I have observed over the years that most people cannot resist the temptation of telling you what their product is instead of inviting you to look at it with your own eyes, through your own imagination. The result: lack of impact and lack of sales. When this happens, many copywriters put on their Freudian hats and start talking about the unconscious mind. Nonsense.
In my experience, 80 percent of all advertising never breaks through the barrier because it is not written as a consumer story in which you persuade people to share your point of view on life. It is not dramatic enough; it doesn’t have an “Angry Point of View.”
You don’t have to be a professional writer or artist. You just have to write in the way that you would talk. But before you conclude, let me give you a few ground rules:
Set aside some time – preferably on Saturday night – switch off all distractions, make yourself comfortable and then start writing your advertisement as if it were an essay on your favorite subject. Don’t tell me what you’re selling, don’t try to persuade me to buy the product or service. Instead, try to make me laugh or cry with your copy; reduce my blood pressure by making me relax, and then invite me into a world of fantasy which I can share – where I can see myself in a better, happier situation as the result of what you are selling.
What’s more, I want to know that you have taken a personal interest in me and my problem. Show your concern about me by choosing words with which you can communicate – use adjectives and verbs, but don’t be afraid to tell a story about yourself, if it is relevant.

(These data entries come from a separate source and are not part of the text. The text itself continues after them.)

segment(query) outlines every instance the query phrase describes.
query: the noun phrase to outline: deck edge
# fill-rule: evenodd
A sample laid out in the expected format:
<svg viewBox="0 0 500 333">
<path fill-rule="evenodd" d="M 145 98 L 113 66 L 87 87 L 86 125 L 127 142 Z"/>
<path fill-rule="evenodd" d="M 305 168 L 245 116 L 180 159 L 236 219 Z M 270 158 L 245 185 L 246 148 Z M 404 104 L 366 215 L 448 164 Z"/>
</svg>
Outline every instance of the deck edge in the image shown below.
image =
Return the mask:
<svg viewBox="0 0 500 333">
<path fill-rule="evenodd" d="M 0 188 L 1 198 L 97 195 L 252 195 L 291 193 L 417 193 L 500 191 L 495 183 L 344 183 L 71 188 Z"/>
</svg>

And if you want to know if it’s working, the acid test is: Are people reading it twice? If they are, you’re on the right track. But remember this: The average person reads no more than 28 percent of what he or she sees. So don’t make me read your copy – make me see it with my own eyes, make me feel it.
If you can do that, I’m yours – and so is everyone else who reads your advertisement.
You will find a variety of opinions about how to write an effective headline. This is all right: Every person has a different way of thinking, and every method works for some people part of the time. But try this technique:
Write the headline first. This forces you to think about what is most important – and usually produces a better headline. Then write your copy around that sentence so that it is integrated with an idea in the headline. Your opening line sells on the promise of your headline, without words that tell or show; it should be powerful, dramatic and attention-getting without being too long. At the same time it should invite the reader to know more – and read on.
Begin your copy with a question – like “Have you ever …” or “Can you imagine …?” – and the reader will be hooked into your fantasy idea.
A headline that stands out, which beats all the others on the page, may not always work as well as one that is unmemorable but pulls better.
I went to hear a speech by an advertising agency executive who told me he had discovered in his many years of experience that “the way you write is the way you sell.” He reported that he once saw two students from the School of Advertising get up and present their work to a group of professionals. One student presented his copy in a flat, unemotional voice – which was read word for word by the other student. The speaker said he found it difficult to concentrate on what they were saying because there was no emotional involvement or conviction in their presentation.
So when you write your copy, try to put some of yourself into it – let the reader feel that this is an idea that means something to you.
Remember too that all successful advertising is honest advertising: It tells the truth as vividly and dramatically as possible. I doubt whether there has ever been a campaign which was successful by lying. Advertising which is dishonest in any degree always appears to be so – and loses its effect.
So there you have it follow David Ogilvy’s advice to write copy that sells. Be positive and show, don’t tell.